July 28, 2004

Grade Inflation Deflates Our Souls

I know it's been discussed in the past on notable sites like the defunct Invisible Adjunct, but Phil at Umbrae Canarum has a detailed post up about the causes of grade inflation in the universities. Maybe we can get all the blogging academics to band together in support of grading objectively. You know, a fight for incremental change leading to all the adjuncts and TAs getting kicked out of the academy for daring to give someone a "C". Still, if and when I get tenure many years hence, I plan to grade mercilessly and fairly as my own small contribution to the battle. If the students don't like it, well, maybe they should have read the texts.

Snide remarks and sadistic fantasies aside, I have a suspicion that grade inflation is not an isolated problem. It seems to mirror the triviality of American culture too well to not be related in some way. Few value a liberal arts education anymore as a necessary component of becoming a well-rounded, literate individual, as an end valuable in itself. Instead, as many, many people have remarked, college has become more or less a trade school. You spend your four or five years studying the field you want to make your career. For those unfortunates who either cannot decide or are actually committed to studying the humanities, they find themselves lost upon graduation unless they've developed some marketable skills.

Unfortunately, this trivialization of the American mind, this undue focus on the mundane and shallow concerns of the every day cannot be easily fixed. It results from decades of poor education from childhood on, the obsession with scientific excellence during the Cold War, the self-marginalization of the humanities through too much post-modern, obscurant theorizing, and a multitude of other factors. In the meantime, people lead impoverished lives. I don't mean to come across as elitist or patronizing though. Every life has value and dignity, etc, but just as society looks after the physical health of individuals by trying to provide good medical care, safer cars, and better medicines, so should it look after the intellectual and emotional health of the population through the study of literature, philosophy, and art. A narrow education opens an equally narrow lens through which to view and understand one's own life.

Posted by mallarme at July 28, 2004 04:12 PM
Comments

Somehow I was the last one to get the memo about average being the new excellent. I don't know how many times (particularly in high school) I worked far harder than I needed to to get an A. By the end of college, I had figured out how to coast a bit, but still tended to go balls-to-the-wall in classes that I cared about.

I plan to grade brutally, at least by modern standards - I see myself giving out a lot of Bs, but few Cs, and very, very few Ds or Fs. I worked for every grade I ever earned (in addition to being just plain good), and anyone who doesn't perform up to the standards that I set for myself doesn't deserve to get the grade.

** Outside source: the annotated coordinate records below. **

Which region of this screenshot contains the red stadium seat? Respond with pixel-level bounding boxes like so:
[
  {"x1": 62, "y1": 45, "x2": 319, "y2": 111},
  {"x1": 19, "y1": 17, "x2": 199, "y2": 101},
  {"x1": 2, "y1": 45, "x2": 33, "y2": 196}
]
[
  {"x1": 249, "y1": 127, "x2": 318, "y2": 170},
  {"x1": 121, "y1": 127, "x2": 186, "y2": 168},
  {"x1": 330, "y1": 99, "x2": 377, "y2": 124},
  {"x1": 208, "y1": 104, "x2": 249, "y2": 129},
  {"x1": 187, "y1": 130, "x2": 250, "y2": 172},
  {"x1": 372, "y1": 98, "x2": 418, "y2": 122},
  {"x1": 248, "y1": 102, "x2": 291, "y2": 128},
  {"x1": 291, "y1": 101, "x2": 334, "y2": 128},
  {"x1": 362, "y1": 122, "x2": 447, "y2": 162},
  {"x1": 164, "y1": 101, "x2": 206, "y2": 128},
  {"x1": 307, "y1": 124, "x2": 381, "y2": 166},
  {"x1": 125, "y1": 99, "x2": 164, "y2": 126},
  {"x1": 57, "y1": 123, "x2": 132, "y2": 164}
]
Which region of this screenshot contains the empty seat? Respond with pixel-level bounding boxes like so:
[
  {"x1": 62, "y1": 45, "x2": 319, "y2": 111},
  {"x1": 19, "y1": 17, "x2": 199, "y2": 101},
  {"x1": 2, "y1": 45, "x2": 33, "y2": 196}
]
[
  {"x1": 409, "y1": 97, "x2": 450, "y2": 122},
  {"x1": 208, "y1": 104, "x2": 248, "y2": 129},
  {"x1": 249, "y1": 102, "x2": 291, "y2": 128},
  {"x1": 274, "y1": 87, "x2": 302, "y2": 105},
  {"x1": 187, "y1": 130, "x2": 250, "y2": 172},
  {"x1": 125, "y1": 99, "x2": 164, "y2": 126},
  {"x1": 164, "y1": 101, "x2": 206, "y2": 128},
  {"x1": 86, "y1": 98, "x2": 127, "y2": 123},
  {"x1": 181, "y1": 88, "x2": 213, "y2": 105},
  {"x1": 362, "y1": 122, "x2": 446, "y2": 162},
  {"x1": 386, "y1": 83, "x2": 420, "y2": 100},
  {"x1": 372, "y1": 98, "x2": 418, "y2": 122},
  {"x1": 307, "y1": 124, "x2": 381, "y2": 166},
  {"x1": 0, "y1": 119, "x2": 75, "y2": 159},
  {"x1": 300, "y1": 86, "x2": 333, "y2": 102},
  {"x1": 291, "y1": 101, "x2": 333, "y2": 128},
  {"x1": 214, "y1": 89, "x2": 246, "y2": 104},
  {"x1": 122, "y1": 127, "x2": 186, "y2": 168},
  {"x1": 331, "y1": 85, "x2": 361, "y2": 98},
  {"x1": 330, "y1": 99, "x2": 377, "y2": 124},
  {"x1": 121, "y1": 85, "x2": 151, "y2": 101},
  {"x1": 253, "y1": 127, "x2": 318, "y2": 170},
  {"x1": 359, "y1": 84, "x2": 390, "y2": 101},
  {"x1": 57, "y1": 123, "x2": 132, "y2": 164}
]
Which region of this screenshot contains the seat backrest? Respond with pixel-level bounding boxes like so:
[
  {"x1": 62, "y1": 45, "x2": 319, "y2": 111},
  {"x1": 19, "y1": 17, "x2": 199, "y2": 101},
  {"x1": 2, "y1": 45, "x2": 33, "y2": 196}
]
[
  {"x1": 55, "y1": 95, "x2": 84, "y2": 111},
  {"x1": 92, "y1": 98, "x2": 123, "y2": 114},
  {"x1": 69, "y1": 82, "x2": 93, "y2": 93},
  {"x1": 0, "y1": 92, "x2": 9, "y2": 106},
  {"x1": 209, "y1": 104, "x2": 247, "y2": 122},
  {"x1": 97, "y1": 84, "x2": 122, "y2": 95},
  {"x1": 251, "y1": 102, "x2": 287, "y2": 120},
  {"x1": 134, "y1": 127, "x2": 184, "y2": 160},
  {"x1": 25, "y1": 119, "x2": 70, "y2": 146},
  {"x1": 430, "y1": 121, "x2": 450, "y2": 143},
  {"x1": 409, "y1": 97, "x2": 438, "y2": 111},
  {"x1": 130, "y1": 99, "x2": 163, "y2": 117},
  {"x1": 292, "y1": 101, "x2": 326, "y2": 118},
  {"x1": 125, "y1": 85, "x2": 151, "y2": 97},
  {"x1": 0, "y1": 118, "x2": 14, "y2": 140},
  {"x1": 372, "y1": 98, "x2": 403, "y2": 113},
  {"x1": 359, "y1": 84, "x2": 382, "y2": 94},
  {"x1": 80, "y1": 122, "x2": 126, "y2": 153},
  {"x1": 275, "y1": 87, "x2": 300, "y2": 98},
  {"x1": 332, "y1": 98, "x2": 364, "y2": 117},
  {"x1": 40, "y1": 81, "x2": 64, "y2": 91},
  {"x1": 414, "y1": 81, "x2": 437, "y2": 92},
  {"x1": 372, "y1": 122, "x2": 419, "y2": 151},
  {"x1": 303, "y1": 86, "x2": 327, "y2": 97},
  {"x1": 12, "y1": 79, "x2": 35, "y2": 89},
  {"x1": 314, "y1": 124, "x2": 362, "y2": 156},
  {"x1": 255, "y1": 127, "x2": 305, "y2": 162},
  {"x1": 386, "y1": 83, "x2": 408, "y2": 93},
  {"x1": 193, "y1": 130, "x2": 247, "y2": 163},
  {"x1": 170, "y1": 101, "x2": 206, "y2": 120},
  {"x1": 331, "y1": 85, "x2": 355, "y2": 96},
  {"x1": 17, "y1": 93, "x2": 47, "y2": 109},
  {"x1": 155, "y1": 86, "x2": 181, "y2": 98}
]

I can see the evaluations thing being an issue, but don't most places do evaluations before final grades come out?

Posted by: sleepnotwork at July 28, 2004 04:49 PM

Personally, I didn't experience any grade inflation. I also purposefully took classes from the profs with reputations for being tough, so maybe that had something to do with it. Even so, I tended to make well-deserved As in all the courses in my major, so I wouldn't have noticed if there were inflation going on or not. Given that so many TAs and adjuncts have complained about pressure to give better grades than what people deserve leads me to think it's a real phenomenon, though possibly not quite as widespread as it might seem from the rhetoric.

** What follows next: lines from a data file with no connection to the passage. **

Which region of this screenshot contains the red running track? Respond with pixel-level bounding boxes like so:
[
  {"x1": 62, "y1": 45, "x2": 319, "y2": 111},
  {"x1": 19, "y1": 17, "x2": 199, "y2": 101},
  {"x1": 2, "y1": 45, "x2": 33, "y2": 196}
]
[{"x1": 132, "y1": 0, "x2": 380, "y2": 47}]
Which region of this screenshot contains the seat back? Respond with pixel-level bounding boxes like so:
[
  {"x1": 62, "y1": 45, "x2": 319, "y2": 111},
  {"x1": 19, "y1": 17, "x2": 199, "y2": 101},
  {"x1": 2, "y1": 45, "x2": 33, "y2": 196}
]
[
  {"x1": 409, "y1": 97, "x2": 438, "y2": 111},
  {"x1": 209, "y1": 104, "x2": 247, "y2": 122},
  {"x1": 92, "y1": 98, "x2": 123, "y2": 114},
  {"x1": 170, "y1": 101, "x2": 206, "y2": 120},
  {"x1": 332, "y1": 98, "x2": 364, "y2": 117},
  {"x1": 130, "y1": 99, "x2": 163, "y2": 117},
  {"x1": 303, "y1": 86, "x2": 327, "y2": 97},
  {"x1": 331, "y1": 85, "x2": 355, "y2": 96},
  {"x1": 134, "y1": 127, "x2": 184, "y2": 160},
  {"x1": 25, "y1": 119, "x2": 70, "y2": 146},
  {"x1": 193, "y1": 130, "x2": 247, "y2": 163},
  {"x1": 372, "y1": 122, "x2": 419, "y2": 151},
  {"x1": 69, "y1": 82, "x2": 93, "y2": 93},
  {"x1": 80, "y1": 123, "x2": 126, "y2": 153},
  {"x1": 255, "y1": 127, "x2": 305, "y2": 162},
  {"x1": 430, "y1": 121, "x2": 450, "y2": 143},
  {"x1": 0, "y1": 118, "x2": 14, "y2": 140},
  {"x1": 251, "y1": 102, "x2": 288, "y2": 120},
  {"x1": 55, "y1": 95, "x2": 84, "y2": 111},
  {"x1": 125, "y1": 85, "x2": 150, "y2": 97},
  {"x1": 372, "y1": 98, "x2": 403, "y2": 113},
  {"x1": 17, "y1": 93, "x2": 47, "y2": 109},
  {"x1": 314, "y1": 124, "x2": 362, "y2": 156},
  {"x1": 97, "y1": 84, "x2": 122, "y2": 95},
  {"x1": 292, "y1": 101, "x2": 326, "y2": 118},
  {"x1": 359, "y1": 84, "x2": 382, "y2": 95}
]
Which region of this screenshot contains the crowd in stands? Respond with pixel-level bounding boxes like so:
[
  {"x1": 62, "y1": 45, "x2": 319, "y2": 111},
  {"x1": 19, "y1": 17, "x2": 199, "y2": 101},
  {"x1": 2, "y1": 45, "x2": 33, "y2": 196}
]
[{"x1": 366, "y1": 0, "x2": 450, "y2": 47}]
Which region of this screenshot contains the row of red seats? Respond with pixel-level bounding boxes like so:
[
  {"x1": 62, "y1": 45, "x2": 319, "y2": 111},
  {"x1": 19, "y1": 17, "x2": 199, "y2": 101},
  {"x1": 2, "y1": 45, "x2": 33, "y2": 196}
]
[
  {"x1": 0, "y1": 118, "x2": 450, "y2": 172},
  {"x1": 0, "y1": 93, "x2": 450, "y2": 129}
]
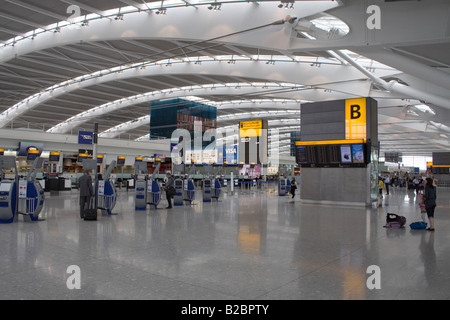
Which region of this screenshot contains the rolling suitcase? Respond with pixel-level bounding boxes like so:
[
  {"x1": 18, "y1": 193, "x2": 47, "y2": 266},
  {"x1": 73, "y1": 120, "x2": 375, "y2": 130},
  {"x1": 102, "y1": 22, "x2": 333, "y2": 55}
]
[{"x1": 84, "y1": 199, "x2": 97, "y2": 221}]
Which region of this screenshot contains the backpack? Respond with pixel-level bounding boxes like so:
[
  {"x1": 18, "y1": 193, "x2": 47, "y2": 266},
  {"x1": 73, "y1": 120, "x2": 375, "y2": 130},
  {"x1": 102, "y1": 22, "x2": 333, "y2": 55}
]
[{"x1": 385, "y1": 212, "x2": 406, "y2": 228}]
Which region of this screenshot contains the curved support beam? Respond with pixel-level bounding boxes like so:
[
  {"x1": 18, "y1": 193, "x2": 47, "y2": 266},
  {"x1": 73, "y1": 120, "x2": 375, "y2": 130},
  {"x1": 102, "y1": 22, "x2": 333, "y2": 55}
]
[
  {"x1": 0, "y1": 1, "x2": 339, "y2": 63},
  {"x1": 336, "y1": 50, "x2": 450, "y2": 109},
  {"x1": 98, "y1": 108, "x2": 300, "y2": 138},
  {"x1": 357, "y1": 48, "x2": 450, "y2": 90},
  {"x1": 0, "y1": 60, "x2": 380, "y2": 128},
  {"x1": 98, "y1": 115, "x2": 150, "y2": 138}
]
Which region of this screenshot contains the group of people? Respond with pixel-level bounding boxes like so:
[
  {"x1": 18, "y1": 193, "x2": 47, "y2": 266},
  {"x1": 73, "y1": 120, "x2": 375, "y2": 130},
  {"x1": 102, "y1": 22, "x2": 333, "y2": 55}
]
[{"x1": 378, "y1": 176, "x2": 436, "y2": 231}]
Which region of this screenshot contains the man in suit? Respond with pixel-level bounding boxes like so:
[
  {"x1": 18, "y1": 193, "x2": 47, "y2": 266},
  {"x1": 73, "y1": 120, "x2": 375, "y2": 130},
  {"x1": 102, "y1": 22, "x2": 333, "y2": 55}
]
[{"x1": 78, "y1": 170, "x2": 94, "y2": 219}]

Posted by: mallarme at July 28, 2004 05:33 PM

I don't know. I think this issue gets increasingly complex the more experienced one is as a teacher. Some students are psychologically fickle and will react to bad grades in a reactive, passive-aggressive, "I'm a failure" manner, which doesn't help anything. Obviously one can't tailor grades to individual psychologies, but there are (arguably) cases where it's better in the long run to inflate.

Also, a teacher has to comform, to some extenet, to the overall quality of the institution. If one is giving out worse grades than other teachers, the students could be hostile and potentially avoid you, which makes life more difficult for everyone. The better the institution, the more leverage you have to push the students.

With regard to TAs, there are certain grading procedures they have to follow that are put down my more experienced teachers. Breaking them is cheating and IMO not worth the risk, although TAs obviously stretch them from time to time. Anyway, I was suprised to find a typical grave curve occur in my class. In an ideal world, I would push it so only 2 out of my 5 A students would get As unless they worked harder, but that ain't easy at a relatively average institution.